Il primo a parlare di Universal Design fu Ronald Mace, un architetto della North Carolina State University, nel 1985. A causa della poliomielite Ronald Mace era costretto a muoversi sulla sedia a rotelle sin da bambino e da architetto dedicò tutto sé stesso allo sviluppo di questa nuova filosofia architettonica che prevede la creazione di edifici ed ambienti senza barriere architettoniche.

I principi dell’Universal Design

Sulla scia di questo nuovo concetto architettonico nel 1997 i professionisti appartenenti a diverse discipline del Center for Universal Design della North Carolina University ha dato vita ai sette principi dell’Universal Design: uso equo, flessibilità di utilizzo, uso facile ed intuitivo, percettibilità delle informazioni, tolleranza per gli errori, minimo sforzo fisico, spazi e misure adatti per l’approccio e per l’uso.

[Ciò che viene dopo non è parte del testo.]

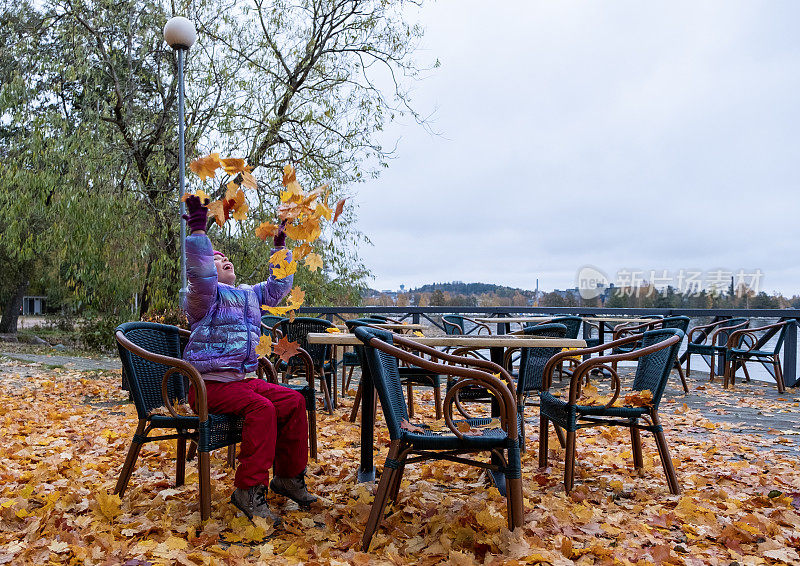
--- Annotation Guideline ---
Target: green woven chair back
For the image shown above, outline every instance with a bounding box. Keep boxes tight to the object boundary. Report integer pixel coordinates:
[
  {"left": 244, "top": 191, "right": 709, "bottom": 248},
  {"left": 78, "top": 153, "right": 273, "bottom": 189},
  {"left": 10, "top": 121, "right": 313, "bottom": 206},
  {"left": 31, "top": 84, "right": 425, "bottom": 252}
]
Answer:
[
  {"left": 353, "top": 326, "right": 408, "bottom": 440},
  {"left": 517, "top": 322, "right": 568, "bottom": 393},
  {"left": 632, "top": 328, "right": 684, "bottom": 410},
  {"left": 116, "top": 322, "right": 187, "bottom": 419}
]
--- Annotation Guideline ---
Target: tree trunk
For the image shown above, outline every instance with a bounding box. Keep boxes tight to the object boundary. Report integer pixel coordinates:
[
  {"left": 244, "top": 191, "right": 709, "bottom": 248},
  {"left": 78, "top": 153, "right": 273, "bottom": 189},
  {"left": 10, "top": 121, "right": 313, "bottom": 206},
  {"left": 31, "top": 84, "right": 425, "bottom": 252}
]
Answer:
[{"left": 0, "top": 275, "right": 30, "bottom": 334}]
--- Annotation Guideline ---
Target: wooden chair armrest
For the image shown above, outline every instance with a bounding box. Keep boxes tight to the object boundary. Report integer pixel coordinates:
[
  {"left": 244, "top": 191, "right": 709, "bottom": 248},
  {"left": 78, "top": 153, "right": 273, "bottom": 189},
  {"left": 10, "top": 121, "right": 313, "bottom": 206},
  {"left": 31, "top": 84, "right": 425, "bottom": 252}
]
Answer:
[
  {"left": 115, "top": 331, "right": 208, "bottom": 423},
  {"left": 708, "top": 321, "right": 748, "bottom": 344}
]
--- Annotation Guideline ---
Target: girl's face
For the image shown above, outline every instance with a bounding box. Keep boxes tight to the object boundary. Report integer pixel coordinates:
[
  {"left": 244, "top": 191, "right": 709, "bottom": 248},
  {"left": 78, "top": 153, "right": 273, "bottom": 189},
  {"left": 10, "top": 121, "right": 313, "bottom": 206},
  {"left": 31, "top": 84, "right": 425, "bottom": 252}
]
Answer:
[{"left": 214, "top": 252, "right": 236, "bottom": 285}]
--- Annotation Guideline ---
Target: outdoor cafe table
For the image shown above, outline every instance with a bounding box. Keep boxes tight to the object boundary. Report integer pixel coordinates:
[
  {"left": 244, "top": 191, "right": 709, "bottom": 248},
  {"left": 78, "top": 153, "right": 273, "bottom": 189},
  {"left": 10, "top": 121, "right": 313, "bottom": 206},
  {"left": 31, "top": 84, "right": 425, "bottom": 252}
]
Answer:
[
  {"left": 308, "top": 332, "right": 586, "bottom": 494},
  {"left": 475, "top": 315, "right": 654, "bottom": 343}
]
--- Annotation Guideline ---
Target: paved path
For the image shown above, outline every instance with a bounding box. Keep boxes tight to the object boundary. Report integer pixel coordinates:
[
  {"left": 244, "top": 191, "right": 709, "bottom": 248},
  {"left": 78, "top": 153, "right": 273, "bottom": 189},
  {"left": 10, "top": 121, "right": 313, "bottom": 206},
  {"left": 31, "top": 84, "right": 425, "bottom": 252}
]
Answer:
[{"left": 0, "top": 352, "right": 122, "bottom": 371}]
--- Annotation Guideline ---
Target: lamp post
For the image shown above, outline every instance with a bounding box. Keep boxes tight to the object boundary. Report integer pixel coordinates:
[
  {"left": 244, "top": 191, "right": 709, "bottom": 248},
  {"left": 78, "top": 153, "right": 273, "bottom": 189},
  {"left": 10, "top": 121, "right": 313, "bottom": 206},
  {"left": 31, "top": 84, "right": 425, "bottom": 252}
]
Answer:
[{"left": 164, "top": 16, "right": 197, "bottom": 307}]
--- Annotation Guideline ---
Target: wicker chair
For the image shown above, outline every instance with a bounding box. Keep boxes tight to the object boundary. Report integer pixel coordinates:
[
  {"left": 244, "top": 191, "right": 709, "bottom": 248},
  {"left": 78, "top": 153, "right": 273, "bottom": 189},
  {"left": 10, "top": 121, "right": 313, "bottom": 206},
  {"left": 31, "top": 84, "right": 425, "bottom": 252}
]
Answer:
[
  {"left": 611, "top": 316, "right": 690, "bottom": 393},
  {"left": 442, "top": 314, "right": 492, "bottom": 335},
  {"left": 723, "top": 320, "right": 796, "bottom": 393},
  {"left": 345, "top": 318, "right": 442, "bottom": 423},
  {"left": 539, "top": 328, "right": 683, "bottom": 494},
  {"left": 355, "top": 326, "right": 524, "bottom": 552},
  {"left": 274, "top": 316, "right": 336, "bottom": 415},
  {"left": 114, "top": 322, "right": 318, "bottom": 520},
  {"left": 684, "top": 318, "right": 750, "bottom": 381}
]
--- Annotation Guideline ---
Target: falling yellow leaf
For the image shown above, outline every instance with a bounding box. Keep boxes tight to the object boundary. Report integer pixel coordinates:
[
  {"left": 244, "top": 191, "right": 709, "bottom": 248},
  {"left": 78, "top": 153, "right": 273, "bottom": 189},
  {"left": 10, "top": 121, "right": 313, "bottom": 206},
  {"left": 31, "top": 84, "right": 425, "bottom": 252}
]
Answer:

Sulla base dei sette principi dell’Universal Design sono tantissimi gli architetti di tutto il mondo che si sono dedicati alla progettazione di ambienti su misura per persone affette da disabilità, eliminando così tutti i problemi e le barriere architettoniche che possono sorgere all’interno di un’abitazione e non solo.

Universal Design e dispositivi di supporto

Le moderne soluzioni di design garantiscono la maggiore adattabilità, la sicurezza e la vivibilità degli spazi domestici nel pieno rispetto delle esigenze delle persone affette da disabilità.

L’obiettivo è quello di far coesistere in maniera armonica design, domotica e tecnologia. Sono diversi, infatti, i dispositivi a supporto delle persone affette da disabilità che possono essere utilizzati all’interno di un’abitazione. Il sollevatore per disabili, ad esempio, è un dispositivo destinato al sollevamento ed al trasferimento di persone affette da grave disabilità motoria.

Si tratta di una soluzione perfetta per garantire una certa mobilità alle persone in sedia a rotelle o allettate nelle varie stanze dell’abitazione che richiede uno studio attento degli spazi a disposizione per permettere tutti gli spostamenti in maniera agevole.

Il sollevatore è semplice da utilizzare ed è disponibile in diverse forme come, ad esempio, il sollevatore elettrico, il sollevatore idraulico ed il verticalizzatore che agevola la movimentazione della persona che ha limitate facoltà motorie ed ha bisogno di un supporto per portarsi dalla posizione seduta alla posizione eretta.

Tali strumenti vanno inseriti all’interno di un contesto confortevole e realizzato su misura per le persone affette da disabilità. La camera da letto, ad esempio, deve essere pensata e realizzata per soddisfare le necessità di chi ha difficoltà motorie. Occorre, ad esempio, strutturare uno spazio sufficiente per utilizzare i vari ausili medicali permettendo così a chiunque di spostarsi in autonoma attraverso l’utilizzo di una sedia a rotelle o un sollevatore.

Per quanto riguarda le dimensioni della stanza esistono dei parametri minimi di riferimento. Per una stanza con letto singolo la superficie minima è di 11 metri quadrati, mentre per una camera matrimoniale la superficie minima è di 14 metri quadrati.